Most patients die within 5 years of diagnosis
Pneumoconioses
Coal worker’s Pneumoconiosis
The incidence of this disease is related to total coal dust exposure. It results from inhalation of coal dust over 15-20 years. Two syndromes exist:
- Simple Pneumoconiosis- Usually asymptomatic, but can have co-existent bronchitis. Diagnosis is made from CXR on finding small, round opacities in the upper zones. Avoidance of exposure to further dust can stop it from progressing. Patients are entitled to claim compensation via the Industrial Injuries Act.
- Progressive Massive Fibrosis- Can occur on top of simple CWP. Large, round fibrotic nodules >10mm seen on CXR, usually upper zones. Nodules can become infected by tuberculosis. The associated emphysema is severe. Cough, dyspnoea and production of black sputum may be present (sputum black due to ruptured, cavitating lesions, hence the name “the black lung”). This can progress despite cessation of exposure to dust, there is no specific treatment. Patients will eventually develop pulmonary hypertension and cor pulmonale.
Asbestosis
A diffuse pulmonary fibrosis caused by inhalation of asbestos. In the UK, exposure to asbestos is most likely to occur during building work or renovations, as in the past asbestos was used in housing materials. Occupations such as roofers, builders, plumbers and pipe laggers are at higher risk. There have been reported incidences in the past of these workers’ partners being affected from continued exposure through garments. Blue asbestos (crocidolite fibres) is the most dangerous and white asbestos (chrystolite fibres) the least. A considerable lag of 20-40 years exists between exposure and presentation. Clinical features are that of fibrosis,
dyspnoea, dry cough, clubbing and end inspiratory crackles. Prognosis is poor.
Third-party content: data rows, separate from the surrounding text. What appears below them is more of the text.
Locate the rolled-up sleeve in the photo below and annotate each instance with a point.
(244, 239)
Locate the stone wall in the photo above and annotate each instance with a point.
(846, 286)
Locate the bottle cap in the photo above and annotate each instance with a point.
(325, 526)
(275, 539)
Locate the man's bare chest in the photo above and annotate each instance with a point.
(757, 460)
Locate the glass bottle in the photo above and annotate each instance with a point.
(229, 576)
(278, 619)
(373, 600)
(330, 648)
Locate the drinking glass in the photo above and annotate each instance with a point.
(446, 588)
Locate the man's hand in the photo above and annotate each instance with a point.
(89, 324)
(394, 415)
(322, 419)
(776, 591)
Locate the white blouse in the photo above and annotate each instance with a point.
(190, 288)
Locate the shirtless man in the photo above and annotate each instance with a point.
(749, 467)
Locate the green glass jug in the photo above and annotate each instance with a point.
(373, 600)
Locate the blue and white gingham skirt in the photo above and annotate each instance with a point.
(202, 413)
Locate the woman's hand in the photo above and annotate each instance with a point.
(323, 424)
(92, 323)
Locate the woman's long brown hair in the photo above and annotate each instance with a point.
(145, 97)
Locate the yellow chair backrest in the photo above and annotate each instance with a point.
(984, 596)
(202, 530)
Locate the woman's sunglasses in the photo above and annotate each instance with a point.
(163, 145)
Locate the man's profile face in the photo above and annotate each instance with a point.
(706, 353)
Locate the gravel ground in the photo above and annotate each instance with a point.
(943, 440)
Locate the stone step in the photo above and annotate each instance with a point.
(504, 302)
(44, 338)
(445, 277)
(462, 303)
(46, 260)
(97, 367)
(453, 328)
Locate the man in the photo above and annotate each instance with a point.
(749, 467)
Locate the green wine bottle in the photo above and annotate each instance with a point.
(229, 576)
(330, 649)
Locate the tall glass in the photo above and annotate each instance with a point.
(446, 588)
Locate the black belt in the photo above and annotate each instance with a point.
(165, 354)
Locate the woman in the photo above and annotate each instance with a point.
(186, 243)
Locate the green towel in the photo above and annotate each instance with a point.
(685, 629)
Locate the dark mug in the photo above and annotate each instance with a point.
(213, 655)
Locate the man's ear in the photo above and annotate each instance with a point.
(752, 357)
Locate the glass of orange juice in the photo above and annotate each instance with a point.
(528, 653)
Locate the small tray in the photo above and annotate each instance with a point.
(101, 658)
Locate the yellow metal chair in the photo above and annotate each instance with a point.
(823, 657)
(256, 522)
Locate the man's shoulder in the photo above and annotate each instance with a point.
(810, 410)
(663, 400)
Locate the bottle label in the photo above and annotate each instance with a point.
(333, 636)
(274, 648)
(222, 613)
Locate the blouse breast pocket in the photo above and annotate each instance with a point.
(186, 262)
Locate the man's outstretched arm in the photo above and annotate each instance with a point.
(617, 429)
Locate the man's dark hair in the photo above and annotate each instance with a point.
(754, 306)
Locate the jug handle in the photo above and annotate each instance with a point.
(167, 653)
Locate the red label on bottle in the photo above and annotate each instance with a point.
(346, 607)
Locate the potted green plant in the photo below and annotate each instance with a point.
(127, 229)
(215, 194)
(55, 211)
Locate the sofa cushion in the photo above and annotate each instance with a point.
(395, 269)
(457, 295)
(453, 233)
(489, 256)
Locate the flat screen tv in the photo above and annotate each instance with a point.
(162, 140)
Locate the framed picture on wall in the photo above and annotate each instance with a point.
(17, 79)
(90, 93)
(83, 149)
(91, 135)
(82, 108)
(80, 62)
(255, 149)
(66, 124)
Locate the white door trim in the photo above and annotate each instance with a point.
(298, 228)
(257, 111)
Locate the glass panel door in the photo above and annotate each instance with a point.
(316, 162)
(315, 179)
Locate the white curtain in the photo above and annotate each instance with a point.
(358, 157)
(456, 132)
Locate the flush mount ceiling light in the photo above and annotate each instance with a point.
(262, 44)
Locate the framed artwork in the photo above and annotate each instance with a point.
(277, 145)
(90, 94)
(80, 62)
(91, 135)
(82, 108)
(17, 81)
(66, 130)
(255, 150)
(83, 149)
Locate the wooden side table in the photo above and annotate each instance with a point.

It is important to note here that there is a strong correlation between exposure to asbestos and the development of mesothelioma.
Extrinsic Allergic Alveolitis
This is also known as hypersensitivity pneumonitis and is a widespread inflammatory reaction. It results from repeated exposure to antigens to which the individual has already been sensitised. Examples of these antigens include:
- Mouldy hay (Farmer’s lung)
- Bird Faeces (bird fancier/pigeon fancier’s lung)
- Cotton fibres (bysinossis)
- Sugar cane fibres (bagassosis)
Lymphocytes and macrophages infiltrate the small airways after antigen exposure. This either resolves or leads to pulmonary fibrosis. Clinical features are
SOB, cough, fever which occur hours after antigen exposure. Chronically, features include: weight loss, progressive
dyspnoea, type 1 resp. Failure and
cor pulmonale.
Lung Function tests show a reversible restrictive pattern.
CXR can show upper zone fibrosis and/or honeycomb lung.